Invisible Lives

Invisible Lives is a brave and startling assemblage of admissions of abuse, neglect, recklessness and rejuvenation

By Catherine Owen
Invisible Lives by Cristalle Smith. A goldfish in a plastic bag filled with water.

by Cristalle Smith
University of Calgary Press
2024/$26.99/114 pp.

How do poetry and lyric language sort trauma into meaningful pieces of discourse?” This question in Cristalle Smith’s “Lyric Lab Report,” from her searing debut Invisible Lives, could serve as the crux of this entire collection. As could the admission that she is “a scientist, scholar, artist, and mother. I am all things at once. My poetry is all things at once. It is only though the layering of constituent parts that resonance is achieved.”

My caveats on the book are few—mainly that the text-style exchanges between identities such as Submissiveattack and Flakjacketblitz feel out of place and also, strangely, dated, and that at times an excess of details can bog down in prosaic listing. But overall Invisible Lives is a brave and startling assemblage of admissions of abuse, neglect, recklessness and rejuvenation.

Beginning a book with the widely spaced lines “In 2012 my ex-husband tried to choke me to death while I was sleeping./ I was 23 years old,” takes the reader powerfully in from the get-go without apology, and the text rarely relents. Smith is highly adept at the vivid descriptor and her sensory evocations of childhood’s abject poverty are brutal: “Cockroaches scurried over my face…. I slept on mouldy green carpets with my little sister. My mother’s belly grew round with pregnancy.” The piece “Ladybug, ladybug” is a creepy triumph of staccato revelations that make even an act of nature seem unforgiveable: “I hunt aphids to bring to my carnivorous beetles in a margarine tub. I close the lid. They eat them up.”

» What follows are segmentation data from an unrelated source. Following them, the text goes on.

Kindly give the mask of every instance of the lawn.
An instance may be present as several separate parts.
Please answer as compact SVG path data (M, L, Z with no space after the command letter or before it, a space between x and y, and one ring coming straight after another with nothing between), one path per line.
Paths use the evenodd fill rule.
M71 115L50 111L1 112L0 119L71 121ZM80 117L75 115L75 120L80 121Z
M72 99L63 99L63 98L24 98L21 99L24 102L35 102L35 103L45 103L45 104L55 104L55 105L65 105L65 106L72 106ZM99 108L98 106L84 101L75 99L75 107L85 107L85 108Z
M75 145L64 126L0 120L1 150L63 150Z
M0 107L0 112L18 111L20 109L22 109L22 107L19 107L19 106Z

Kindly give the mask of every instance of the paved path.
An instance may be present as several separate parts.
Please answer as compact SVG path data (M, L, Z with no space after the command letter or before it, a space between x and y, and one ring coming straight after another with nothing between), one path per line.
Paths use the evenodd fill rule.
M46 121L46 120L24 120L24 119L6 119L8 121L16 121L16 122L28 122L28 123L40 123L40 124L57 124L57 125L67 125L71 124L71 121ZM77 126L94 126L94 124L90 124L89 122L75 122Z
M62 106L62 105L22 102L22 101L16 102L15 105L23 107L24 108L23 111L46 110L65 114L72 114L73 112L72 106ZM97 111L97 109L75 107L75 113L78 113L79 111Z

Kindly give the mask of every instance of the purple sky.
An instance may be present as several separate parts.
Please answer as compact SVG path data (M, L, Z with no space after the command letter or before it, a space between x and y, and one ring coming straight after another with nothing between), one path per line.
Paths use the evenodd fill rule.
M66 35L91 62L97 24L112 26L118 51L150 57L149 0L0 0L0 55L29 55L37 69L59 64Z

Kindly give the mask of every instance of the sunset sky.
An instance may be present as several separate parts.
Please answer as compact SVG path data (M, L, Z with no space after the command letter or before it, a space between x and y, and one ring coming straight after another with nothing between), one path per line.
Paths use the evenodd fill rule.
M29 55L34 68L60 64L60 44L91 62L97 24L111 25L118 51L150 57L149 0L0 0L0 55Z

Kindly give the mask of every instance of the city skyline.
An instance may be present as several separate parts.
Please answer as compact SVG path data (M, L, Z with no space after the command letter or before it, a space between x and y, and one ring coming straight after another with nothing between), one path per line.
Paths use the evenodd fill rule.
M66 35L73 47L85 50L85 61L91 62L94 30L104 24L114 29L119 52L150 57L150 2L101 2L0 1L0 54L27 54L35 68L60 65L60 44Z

Akin to the work of Beth Goobie, Elizabeth Bachinsky or even Frank O’Hara, Smith can sketch a scene’s mood fast, scarring the reader with place, sexuality, the relentlessly unheimlich quotidian such as the sonorous “ruffles filled with noodles” or “the vellus hair.” There are pages crammed with text and others that liftoff with white space to give absorptive balance. Chunky prose paragraphs alternate with hewn triplet lyrics. Sometimes the book feels like a violent disgorging; other moments it’s a scraping of the surfaces of what was.

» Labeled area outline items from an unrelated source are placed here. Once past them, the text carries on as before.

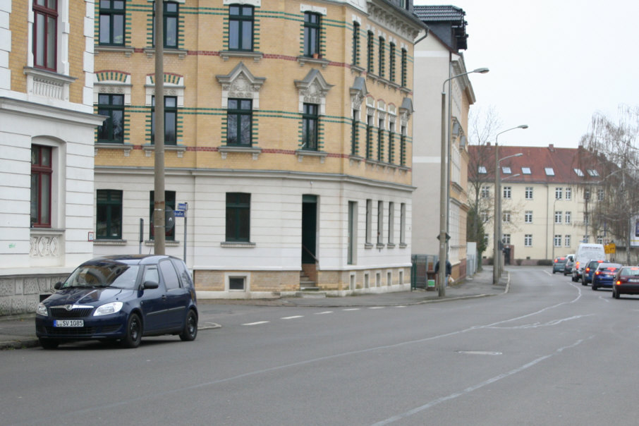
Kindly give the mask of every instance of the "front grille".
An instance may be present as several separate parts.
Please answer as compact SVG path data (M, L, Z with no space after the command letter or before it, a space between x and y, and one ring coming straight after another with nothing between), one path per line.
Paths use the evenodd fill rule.
M47 327L47 334L55 336L82 336L84 334L95 334L95 327Z
M88 317L92 308L78 308L67 310L66 308L57 306L51 308L51 316L54 318L84 318Z

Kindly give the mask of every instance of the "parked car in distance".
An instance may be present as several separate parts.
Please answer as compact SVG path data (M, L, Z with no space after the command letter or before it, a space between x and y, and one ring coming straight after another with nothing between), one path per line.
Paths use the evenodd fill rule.
M573 267L575 262L570 259L566 260L566 264L564 266L564 276L570 275L573 273Z
M595 271L599 267L601 263L610 263L607 260L602 260L601 259L597 259L595 260L590 260L586 263L585 267L583 269L583 272L581 276L581 285L587 286L588 283L592 282L592 274L595 274Z
M580 243L575 252L575 265L572 269L573 281L577 282L581 279L583 269L589 260L605 258L606 252L602 244Z
M566 257L563 256L555 257L554 261L552 262L552 273L564 272L564 269L566 267Z
M639 294L639 267L621 267L614 276L612 297L622 294Z
M96 257L54 288L36 311L36 335L45 349L90 339L135 348L143 336L178 334L192 341L197 334L193 281L176 257Z
M592 274L592 290L602 287L611 288L614 276L616 275L617 271L621 266L623 265L621 263L609 262L600 263L595 270L595 273Z

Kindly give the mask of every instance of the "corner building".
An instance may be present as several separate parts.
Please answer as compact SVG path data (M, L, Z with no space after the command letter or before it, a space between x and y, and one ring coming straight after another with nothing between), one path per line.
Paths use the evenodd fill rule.
M94 10L0 2L0 315L93 255Z
M166 252L199 297L406 289L412 1L164 4ZM153 15L95 10L96 255L153 250Z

Experimental, innovative and stark, Invisible Lives is an unforgettable first book—even when it has instances of over-the-top rattling off—and the concluding acts of homage to those who shaped her central pieces such as “Fragments of Ficus” deepened the contexts of these compositions. The linkages between abuse, addiction, mental illness, poverty and neglect, but also science and art and mentors and mothering are key to Smith’s book as she fleshes out a world of painful puzzle pieces that eventually merge into a kind of home found in living on within acts of poetry: “the vehicle that will drive us there.”

Catherine Owen is the author of Moving to Delilah.